Il lavoro dei cattolici che salvò il paese dalla miseria


Di Nicolò Corradini
Nell'estate del 1943, quando la grande Storia stava per determinare la caduta del governo di Benito Mussolini con l'approvazione dell'ordine del giorno voluto da Dino Grandi (25 luglio), appena due giorni prima, nell'Ospizio di Camaldoli, si tenne un convegno di intellettuali cattolici, volto ad elaborare una valida sintesi della dottrina sociale cattolica che potesse servire per quando la guerra sarebbe finita. Fin dal gennaio 1943, la Sezione laureati dell'Azione Cattolica si era data l'obiettivo di formulare una rielaborazione e una riorganizzazione di tutto l'immenso corpus di encicliche, atti e documenti in materia sociale del pensiero della Chiesa. Il convegno fu motivato alle autorità fasciste come una "Settimana di teologia per laici" e si tenne nel mezzo dell'occupazione tedesca di Roma, cosa che causò non pochi disagi ai compilatori, impediti dai divieti e dai soprusi perpetrati dall'occupante nazista.
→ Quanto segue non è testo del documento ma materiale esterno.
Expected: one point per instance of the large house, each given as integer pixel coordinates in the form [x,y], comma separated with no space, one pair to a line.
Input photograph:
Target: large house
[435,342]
Sotto la guida di Sua Eccellenza il vescovo di Bergamo, monsignor Adriano Bernareggi, i lavori si svolsero con il contributo di nomi quali Lodovico Montini, Sergio Paronetto, Pasquale Saraceno ed Ezio Vanoni, mentre, particolarmente per il capitolo riguardante l'educazione, si vide l'intervento di Gesualdo Nosengo. Altri collaboratori di rilevo furono Giulio Andreotti, Giuseppe Capograssi, Guido Gonella, Giorgio La Pira e Paolo Emilio Taviani.
Il frutto di questo lavoro fu pubblicato nell'aprile 1945 sulla rivista degli studenti universitari di AC col titolo Per la comunità cristiana. Principi dell'ordinamento sociale a cura di un gruppo di studiosi amici di Camaldoli, mentre, tra le fonti che maggiormente ispirarono questo documento, fondamentali furono le encicliche Rerum novarum di papa Leone XIII (1891) e Quadragesimo anno di Pio XI (1931).
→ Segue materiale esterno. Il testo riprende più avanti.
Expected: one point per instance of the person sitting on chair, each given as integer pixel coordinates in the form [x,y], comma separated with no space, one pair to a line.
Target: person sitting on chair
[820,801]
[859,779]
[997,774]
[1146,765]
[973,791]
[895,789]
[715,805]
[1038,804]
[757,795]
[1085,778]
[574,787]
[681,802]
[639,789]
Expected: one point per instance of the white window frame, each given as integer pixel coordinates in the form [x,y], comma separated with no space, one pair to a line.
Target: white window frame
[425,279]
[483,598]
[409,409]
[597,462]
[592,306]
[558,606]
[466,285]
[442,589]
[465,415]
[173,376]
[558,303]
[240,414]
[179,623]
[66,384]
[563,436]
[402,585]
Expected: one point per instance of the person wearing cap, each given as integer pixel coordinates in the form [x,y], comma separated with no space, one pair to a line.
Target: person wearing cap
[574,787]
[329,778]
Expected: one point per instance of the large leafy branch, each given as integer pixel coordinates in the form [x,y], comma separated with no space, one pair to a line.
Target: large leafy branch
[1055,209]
Il documento si apre con una Premessa sul fondamento spirituale della vita sociale, nel quadro di una visione ordinata del mondo, riflesso della perfezione con cui Dio lo ha creato. Il perfezionamento dell'uomo diviene perciò il fine ultimo della società, mentre lo scopo della vita è individuato, sulla scorta dei Padri della Chiesa, nel "conoscere e amare Dio e
quindi amare e conoscere la creazione di Dio e soprattutto gli altri esseri intelligenti e morali, compagni e fratelli nella stessa origine e nello stesso fine". Il Codice si struttura poi in sette capitoli: lo Stato, la famiglia, l'educazione, il lavoro, destinazione e proprietà dei beni materiali, l'attività economica pubblica, la vita internazionale.
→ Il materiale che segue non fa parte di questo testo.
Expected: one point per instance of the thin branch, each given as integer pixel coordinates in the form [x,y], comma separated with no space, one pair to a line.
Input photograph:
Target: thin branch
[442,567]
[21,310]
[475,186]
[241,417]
Dal capitolo quarto, dunque, si esplica la proposta di riforma sociale elaborata dagli "amici di Camaldoli", in cui la famiglia è riconosciuta come il nucleo fondamentale di ogni comunità umana e, in questo senso, ogni aspetto della vita economica e dell'organizzazione istituzionale dovrà essere volto a sostenere i lavoratori in quanto capifamiglia. Erede di una secolare concezione che vede i grossi agglomerati come dispersivi e forieri di dissolutezza, il Codice prescrive degli incoraggiamenti alla piccola proprietà agricola, "essendo l'agricoltura l'ambito lavorativo nel quale maggiormente si armonizzano le esigenze tecniche ed economiche con le esigenze di realizzazione e di perfezionamento della persona umana". Riguardo ad altri punti più specifici, emerge, parallelamente ad un deciso e inesorabile anticomunismo, anche l'intento di fornire tutele sociali, coerentemente con una "terza via" di matrice cattolica, moderatrice degli eccessi del capitalismo ma ancor più avversa a livellamenti di tipo collettivistico.
Il Codice di Camaldoli sarà, dopo la guerra, una risorsa preziosissima per le politiche economiche e sociali della Democrazia Cristiana, che vi attingerà a piene mani per la riforma agraria del 1950 e per le riforme delle assicurazioni e delle politiche abitative sostenute da Amintore Fanfani.